The project, which was formally announced on Bell Let's Talk Day on Jan. 31, is an attempt to expand on the College’s popular Paws 4 Stress program that has seen therapy dogs visit students in classrooms, residences and around the campus.
“There is nothing like the company of a dog to take your cares away,” College President Cheryl Jensen said in a recent column in the Algonquin Times regarding plans for a “special new employee (to) join our Algonquin family.”
In furthering that goal, members of the AC committee overseeing the project met recently with Shannon Noonan, who runs a therapy dog pilot project at Carleton University. (The committee is exploring several different options for a therapy-dog program — including the Carleton model — to see which might work best at Algonquin.)
Noonan was accompanied by Blue, a five-year-old Great Dane-Pointer mix who provided ample evidence of the emotional benefits of dog-companionship — at least judging by the oohs and aahs of committee members and other employees who crossed his path.
According to Noonan, the project has been a resounding success over the last year-and-a-half of operations at Carleton. She initially began making Blue available to students when she was a campus residence manager. Those who came to her with emotional concerns or mental health issues found Blue’s presence comforting. Now as many as 20 to 30 students make appointments to see Blue during his twice-weekly "office hours."
“Students say he always brightens their day,” she says.
Some students spend only five minutes with Blue, just enough time for a dose of mutual affection. Others can take an hour or more. Many students – about 50 per cent by Noonan’s estimate – make repeat visits.
Noonan, who holds a Bachelor of Science degree in psychology from the University of New Brunswick, argues that changing social mores have made animal therapy a necessity on campuses.
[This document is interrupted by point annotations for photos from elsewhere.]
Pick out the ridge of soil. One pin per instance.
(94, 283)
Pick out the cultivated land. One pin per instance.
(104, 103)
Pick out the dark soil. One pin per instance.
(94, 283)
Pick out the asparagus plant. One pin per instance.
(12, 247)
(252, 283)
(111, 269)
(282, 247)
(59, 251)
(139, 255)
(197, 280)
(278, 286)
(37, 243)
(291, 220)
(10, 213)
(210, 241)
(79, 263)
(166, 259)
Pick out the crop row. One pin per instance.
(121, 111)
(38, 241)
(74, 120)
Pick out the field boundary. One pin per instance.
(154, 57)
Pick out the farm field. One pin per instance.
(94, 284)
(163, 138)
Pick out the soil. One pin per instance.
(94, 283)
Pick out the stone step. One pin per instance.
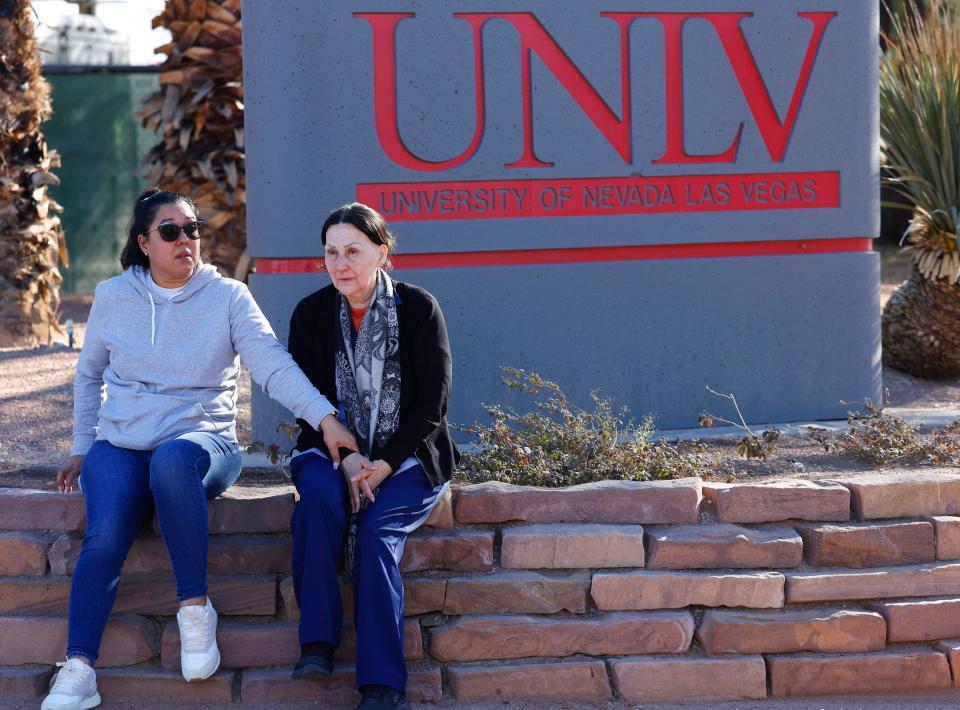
(571, 546)
(792, 631)
(689, 679)
(128, 640)
(227, 554)
(905, 495)
(273, 644)
(947, 531)
(269, 686)
(899, 671)
(454, 550)
(926, 620)
(28, 553)
(648, 590)
(23, 553)
(925, 580)
(776, 501)
(26, 682)
(517, 592)
(629, 502)
(869, 545)
(22, 686)
(149, 683)
(482, 638)
(420, 596)
(582, 681)
(27, 509)
(722, 546)
(154, 595)
(241, 509)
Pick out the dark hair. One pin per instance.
(144, 210)
(368, 221)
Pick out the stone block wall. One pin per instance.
(665, 591)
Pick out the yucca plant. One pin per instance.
(920, 132)
(31, 236)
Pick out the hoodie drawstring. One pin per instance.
(153, 317)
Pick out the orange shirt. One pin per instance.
(356, 315)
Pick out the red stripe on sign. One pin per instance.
(581, 255)
(597, 197)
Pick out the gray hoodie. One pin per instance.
(170, 367)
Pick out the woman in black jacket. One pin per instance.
(379, 349)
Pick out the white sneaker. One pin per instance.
(199, 655)
(75, 687)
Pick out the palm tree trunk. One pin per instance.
(199, 109)
(31, 236)
(921, 328)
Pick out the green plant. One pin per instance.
(883, 438)
(558, 443)
(920, 130)
(750, 446)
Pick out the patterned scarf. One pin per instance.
(368, 374)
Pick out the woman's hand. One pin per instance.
(69, 474)
(336, 436)
(353, 465)
(370, 476)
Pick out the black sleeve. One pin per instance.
(432, 379)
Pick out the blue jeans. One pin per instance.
(121, 488)
(403, 502)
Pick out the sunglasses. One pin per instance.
(169, 232)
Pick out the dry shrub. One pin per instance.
(561, 444)
(883, 439)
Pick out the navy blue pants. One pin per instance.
(403, 502)
(122, 487)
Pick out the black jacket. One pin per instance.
(425, 372)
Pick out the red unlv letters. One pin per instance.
(534, 37)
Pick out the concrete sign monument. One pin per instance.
(642, 197)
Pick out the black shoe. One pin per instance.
(382, 697)
(316, 661)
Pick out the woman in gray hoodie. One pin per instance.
(165, 340)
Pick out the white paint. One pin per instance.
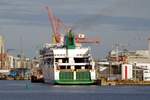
(74, 73)
(93, 75)
(56, 73)
(146, 75)
(129, 71)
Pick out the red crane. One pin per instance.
(56, 24)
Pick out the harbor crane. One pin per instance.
(57, 25)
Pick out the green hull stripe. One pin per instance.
(73, 82)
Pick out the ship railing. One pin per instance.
(73, 64)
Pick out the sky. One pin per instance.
(24, 23)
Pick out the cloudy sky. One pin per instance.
(24, 23)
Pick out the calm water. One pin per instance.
(24, 90)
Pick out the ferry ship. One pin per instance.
(67, 64)
(65, 61)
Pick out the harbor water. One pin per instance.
(25, 90)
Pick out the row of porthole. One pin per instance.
(65, 55)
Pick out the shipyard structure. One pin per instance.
(15, 67)
(126, 66)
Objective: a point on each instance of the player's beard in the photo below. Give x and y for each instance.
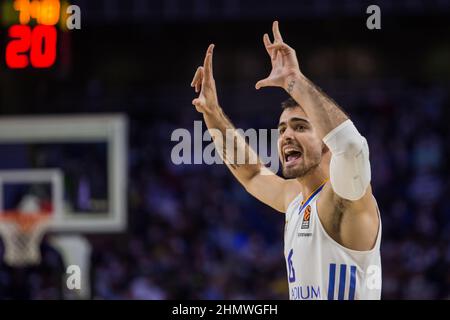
(302, 169)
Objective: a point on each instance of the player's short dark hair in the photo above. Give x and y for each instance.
(289, 104)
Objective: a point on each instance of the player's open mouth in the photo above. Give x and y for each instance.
(291, 155)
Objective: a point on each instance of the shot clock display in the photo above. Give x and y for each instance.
(33, 31)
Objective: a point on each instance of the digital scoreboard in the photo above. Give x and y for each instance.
(33, 28)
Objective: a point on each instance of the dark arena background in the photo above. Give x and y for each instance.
(191, 231)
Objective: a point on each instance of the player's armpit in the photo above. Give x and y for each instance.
(353, 224)
(273, 190)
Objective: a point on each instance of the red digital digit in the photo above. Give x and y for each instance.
(16, 51)
(43, 46)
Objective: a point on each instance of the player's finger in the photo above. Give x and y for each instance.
(262, 83)
(279, 46)
(196, 76)
(267, 42)
(276, 32)
(207, 65)
(198, 83)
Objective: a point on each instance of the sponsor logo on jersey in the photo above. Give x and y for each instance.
(305, 293)
(306, 217)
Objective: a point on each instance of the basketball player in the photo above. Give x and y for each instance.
(333, 228)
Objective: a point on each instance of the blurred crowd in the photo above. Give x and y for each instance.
(197, 234)
(194, 232)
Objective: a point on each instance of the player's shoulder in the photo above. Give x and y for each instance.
(291, 193)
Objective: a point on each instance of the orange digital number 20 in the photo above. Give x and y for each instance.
(39, 42)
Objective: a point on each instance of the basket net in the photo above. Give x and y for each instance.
(22, 234)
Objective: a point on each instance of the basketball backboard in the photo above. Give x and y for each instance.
(83, 159)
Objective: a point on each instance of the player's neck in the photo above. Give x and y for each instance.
(312, 180)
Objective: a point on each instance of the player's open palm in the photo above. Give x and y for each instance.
(283, 58)
(204, 83)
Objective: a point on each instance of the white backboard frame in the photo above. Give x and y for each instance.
(111, 128)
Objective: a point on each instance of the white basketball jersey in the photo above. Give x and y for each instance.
(320, 268)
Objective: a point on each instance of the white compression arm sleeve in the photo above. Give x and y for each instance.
(349, 166)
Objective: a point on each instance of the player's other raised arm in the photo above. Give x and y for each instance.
(252, 174)
(349, 167)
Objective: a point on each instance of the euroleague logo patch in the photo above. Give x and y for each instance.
(306, 217)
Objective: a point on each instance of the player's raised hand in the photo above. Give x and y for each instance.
(283, 58)
(204, 83)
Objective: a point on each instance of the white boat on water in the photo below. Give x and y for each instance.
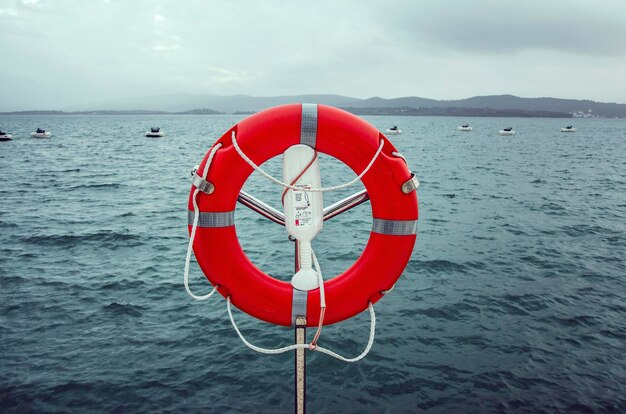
(506, 131)
(41, 133)
(393, 131)
(155, 132)
(4, 136)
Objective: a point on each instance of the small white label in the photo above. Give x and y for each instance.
(302, 207)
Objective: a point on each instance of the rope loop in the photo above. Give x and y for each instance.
(311, 346)
(311, 190)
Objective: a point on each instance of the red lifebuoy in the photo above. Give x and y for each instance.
(339, 134)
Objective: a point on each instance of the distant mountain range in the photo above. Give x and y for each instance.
(494, 105)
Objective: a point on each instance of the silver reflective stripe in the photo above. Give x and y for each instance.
(411, 184)
(202, 184)
(308, 127)
(395, 227)
(298, 305)
(212, 219)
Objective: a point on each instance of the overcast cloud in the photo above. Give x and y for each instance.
(60, 53)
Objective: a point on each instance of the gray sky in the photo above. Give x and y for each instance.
(58, 53)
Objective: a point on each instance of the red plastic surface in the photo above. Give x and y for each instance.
(345, 137)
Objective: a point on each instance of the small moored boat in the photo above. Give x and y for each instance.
(155, 132)
(507, 131)
(41, 133)
(4, 136)
(393, 131)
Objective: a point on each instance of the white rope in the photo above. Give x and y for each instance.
(312, 190)
(194, 227)
(307, 346)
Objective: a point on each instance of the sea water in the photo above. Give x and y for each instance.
(514, 299)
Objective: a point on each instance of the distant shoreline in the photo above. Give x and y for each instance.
(387, 111)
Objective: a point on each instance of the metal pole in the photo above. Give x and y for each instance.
(300, 366)
(300, 357)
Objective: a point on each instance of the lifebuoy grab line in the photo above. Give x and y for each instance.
(338, 134)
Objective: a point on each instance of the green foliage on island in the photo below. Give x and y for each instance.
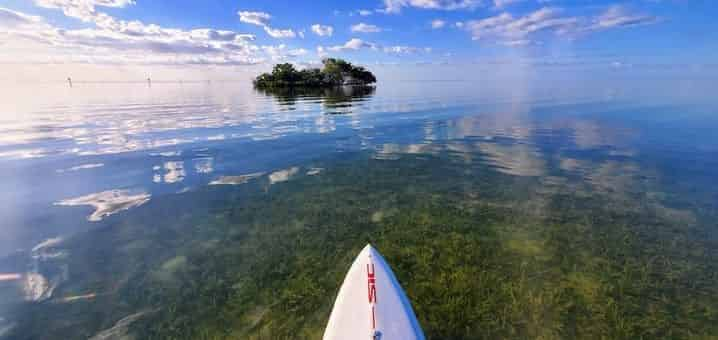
(335, 72)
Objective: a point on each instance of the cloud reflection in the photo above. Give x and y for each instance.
(108, 202)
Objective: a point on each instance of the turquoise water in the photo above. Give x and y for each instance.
(581, 209)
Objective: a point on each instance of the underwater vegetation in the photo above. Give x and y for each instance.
(481, 254)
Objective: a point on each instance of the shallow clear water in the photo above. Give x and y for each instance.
(106, 169)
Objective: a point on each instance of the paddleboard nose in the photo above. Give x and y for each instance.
(371, 303)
The old days of leaving students to cope as best they can on their own are no longer acceptable.
“Campus life is much different for students from what it was even 20 years ago. The growth of technology and social media has had a huge influence on how people … respond to stress.”
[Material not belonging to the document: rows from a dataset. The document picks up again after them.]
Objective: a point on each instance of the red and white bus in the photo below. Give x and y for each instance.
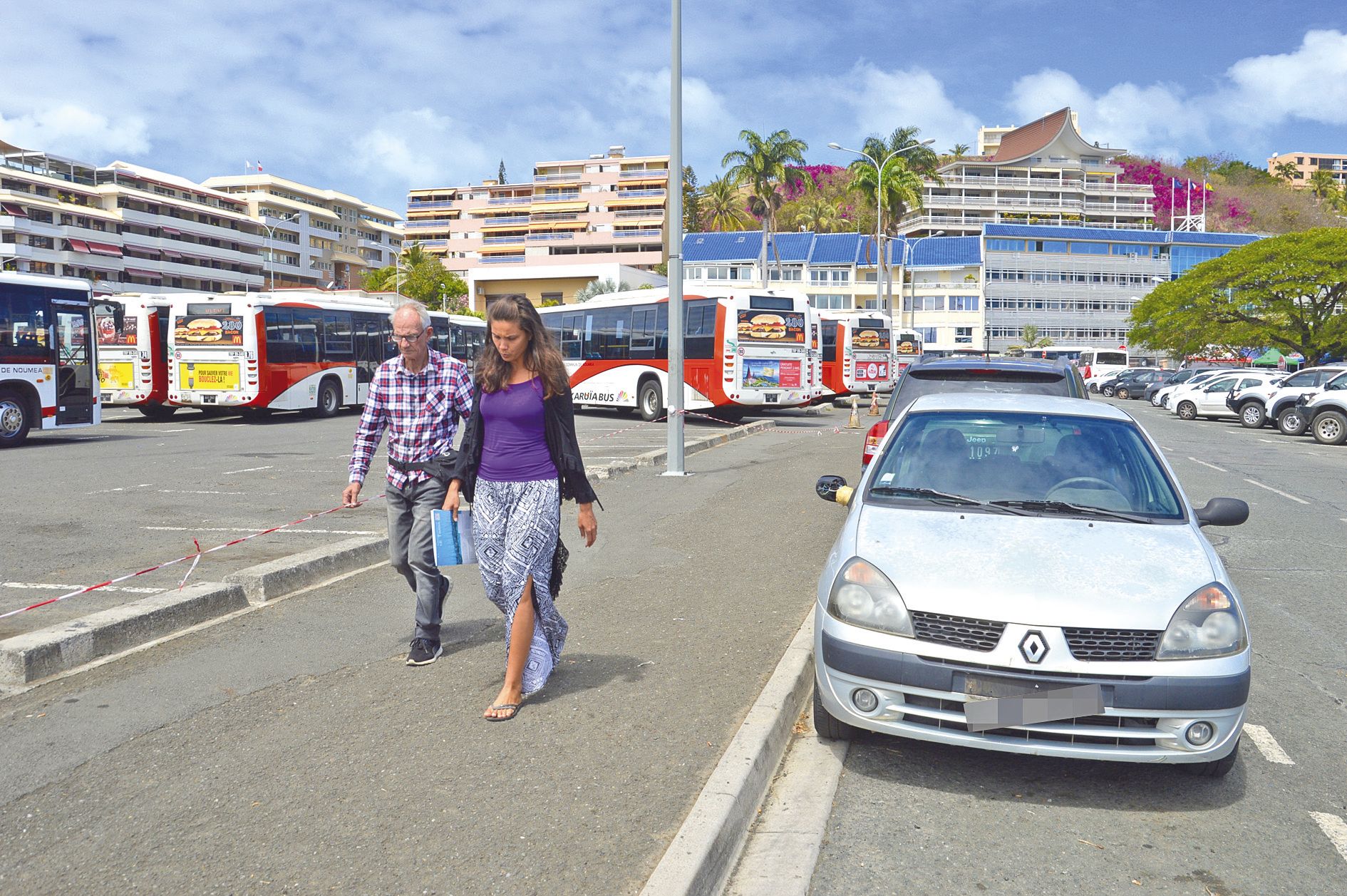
(48, 361)
(857, 354)
(269, 351)
(134, 352)
(743, 349)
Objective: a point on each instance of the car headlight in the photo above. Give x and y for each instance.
(1207, 624)
(864, 596)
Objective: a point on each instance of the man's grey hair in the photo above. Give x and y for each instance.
(416, 307)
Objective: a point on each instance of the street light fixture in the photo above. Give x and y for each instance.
(271, 251)
(879, 210)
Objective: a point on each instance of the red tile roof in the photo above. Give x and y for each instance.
(1031, 138)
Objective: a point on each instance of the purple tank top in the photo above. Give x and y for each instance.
(514, 440)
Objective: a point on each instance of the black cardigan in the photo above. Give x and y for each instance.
(559, 429)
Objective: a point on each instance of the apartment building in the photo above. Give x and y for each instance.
(1307, 165)
(1041, 172)
(935, 283)
(1079, 284)
(316, 237)
(123, 227)
(609, 208)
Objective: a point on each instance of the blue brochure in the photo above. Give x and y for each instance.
(453, 540)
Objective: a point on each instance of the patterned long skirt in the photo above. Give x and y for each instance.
(515, 527)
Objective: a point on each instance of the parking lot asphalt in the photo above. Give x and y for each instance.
(290, 749)
(912, 817)
(88, 505)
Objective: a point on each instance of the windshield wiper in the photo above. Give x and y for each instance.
(942, 498)
(1063, 507)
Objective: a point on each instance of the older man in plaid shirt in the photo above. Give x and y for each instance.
(419, 398)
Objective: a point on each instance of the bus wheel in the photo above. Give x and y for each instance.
(329, 401)
(15, 419)
(158, 411)
(651, 401)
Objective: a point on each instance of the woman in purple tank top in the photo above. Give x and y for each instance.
(517, 461)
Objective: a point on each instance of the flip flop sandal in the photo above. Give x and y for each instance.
(514, 709)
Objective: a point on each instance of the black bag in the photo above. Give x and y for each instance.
(559, 557)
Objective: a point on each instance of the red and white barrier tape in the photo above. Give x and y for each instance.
(195, 558)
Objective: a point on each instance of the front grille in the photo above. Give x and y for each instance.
(974, 635)
(1095, 731)
(1112, 644)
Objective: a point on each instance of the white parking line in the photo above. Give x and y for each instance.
(1300, 500)
(46, 587)
(1268, 744)
(227, 528)
(1335, 829)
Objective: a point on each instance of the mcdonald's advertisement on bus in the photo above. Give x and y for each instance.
(225, 331)
(770, 326)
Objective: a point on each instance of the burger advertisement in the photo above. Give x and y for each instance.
(208, 331)
(108, 333)
(876, 339)
(768, 326)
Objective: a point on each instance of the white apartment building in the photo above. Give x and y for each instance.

Indeed, Noonan says students nowadays can feel disconnected from both the social and the natural world despite their high-tech connections. They may also lack skills in personal resilience or even capacity for intimacy. A few sessions of “companionship” with a dog like Blue can help them gain a sense of connection and even attachment. As Noonan puts it, “An animal is a way to help them learn those skills.”
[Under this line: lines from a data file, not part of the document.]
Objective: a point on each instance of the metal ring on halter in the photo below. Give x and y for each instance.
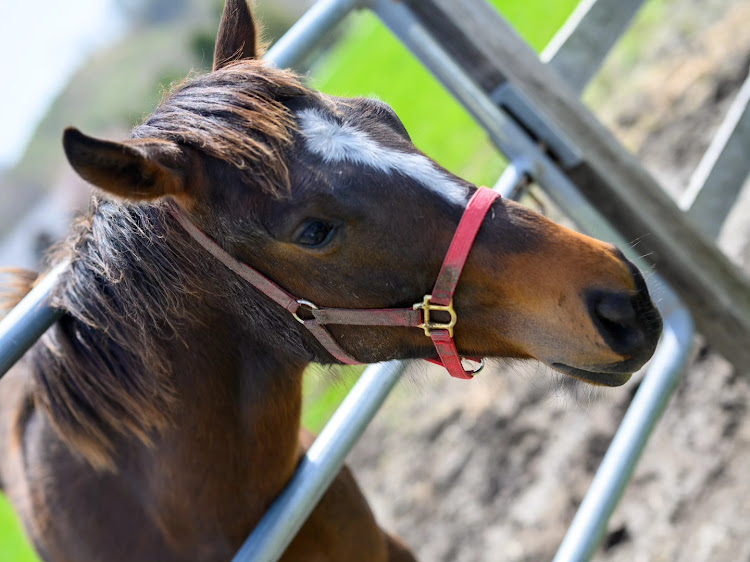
(308, 304)
(473, 371)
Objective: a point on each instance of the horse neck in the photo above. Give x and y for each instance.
(232, 438)
(234, 441)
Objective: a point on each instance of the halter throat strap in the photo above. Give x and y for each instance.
(419, 316)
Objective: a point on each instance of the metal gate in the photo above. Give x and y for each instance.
(539, 150)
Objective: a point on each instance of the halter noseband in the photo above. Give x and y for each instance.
(419, 316)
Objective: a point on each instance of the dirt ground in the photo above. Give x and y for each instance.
(494, 469)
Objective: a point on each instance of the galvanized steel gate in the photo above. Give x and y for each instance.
(541, 151)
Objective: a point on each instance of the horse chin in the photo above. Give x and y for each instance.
(600, 378)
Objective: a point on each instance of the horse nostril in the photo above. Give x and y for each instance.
(616, 317)
(616, 309)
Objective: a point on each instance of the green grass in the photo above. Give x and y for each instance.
(14, 547)
(368, 61)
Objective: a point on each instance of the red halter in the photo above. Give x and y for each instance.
(419, 315)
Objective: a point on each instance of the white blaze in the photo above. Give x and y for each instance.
(337, 142)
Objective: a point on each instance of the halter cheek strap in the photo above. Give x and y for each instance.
(419, 316)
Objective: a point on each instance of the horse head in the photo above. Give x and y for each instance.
(329, 198)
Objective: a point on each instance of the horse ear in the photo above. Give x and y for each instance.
(137, 170)
(237, 37)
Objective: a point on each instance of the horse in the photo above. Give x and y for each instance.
(158, 419)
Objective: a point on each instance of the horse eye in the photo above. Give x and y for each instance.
(315, 234)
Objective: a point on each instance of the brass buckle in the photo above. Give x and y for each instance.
(426, 306)
(301, 303)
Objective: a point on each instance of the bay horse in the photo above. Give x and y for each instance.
(160, 416)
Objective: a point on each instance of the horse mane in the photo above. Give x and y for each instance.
(16, 285)
(102, 370)
(236, 115)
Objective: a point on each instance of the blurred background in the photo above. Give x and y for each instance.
(102, 65)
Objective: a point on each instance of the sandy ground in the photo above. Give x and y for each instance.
(493, 470)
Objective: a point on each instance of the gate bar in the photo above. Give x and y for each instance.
(29, 319)
(721, 173)
(324, 459)
(307, 31)
(579, 48)
(614, 472)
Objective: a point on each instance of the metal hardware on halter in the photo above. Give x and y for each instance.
(426, 306)
(301, 303)
(440, 333)
(478, 367)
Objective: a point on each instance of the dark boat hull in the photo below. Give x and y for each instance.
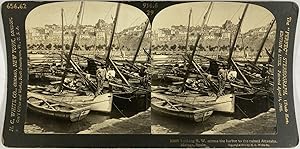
(57, 109)
(190, 113)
A growing body of research supports Noonan’s promotion of the benefits of dog therapy.
For example, a 2016 University of British Columbia study found that first-year students who completed an eight-week dog therapy program were better able to cope with homesickness and less inclined to drop out than those who didn’t receive the therapy. They also appear to perform better academically and derive more satisfaction from their lives.
“Students learn better when they have lower levels of stress,” says the study’s author, John Tyler Binfet, an assistant professor at UBC’s Okanagan campus. “By having therapy dogs on campus, we know scientifically that they create conditions for optimal learning.”
The Therapy Dog initiative is continuing through the spring and summer with the hope of introducing Algonquin's own therapy dog to the College community this fall.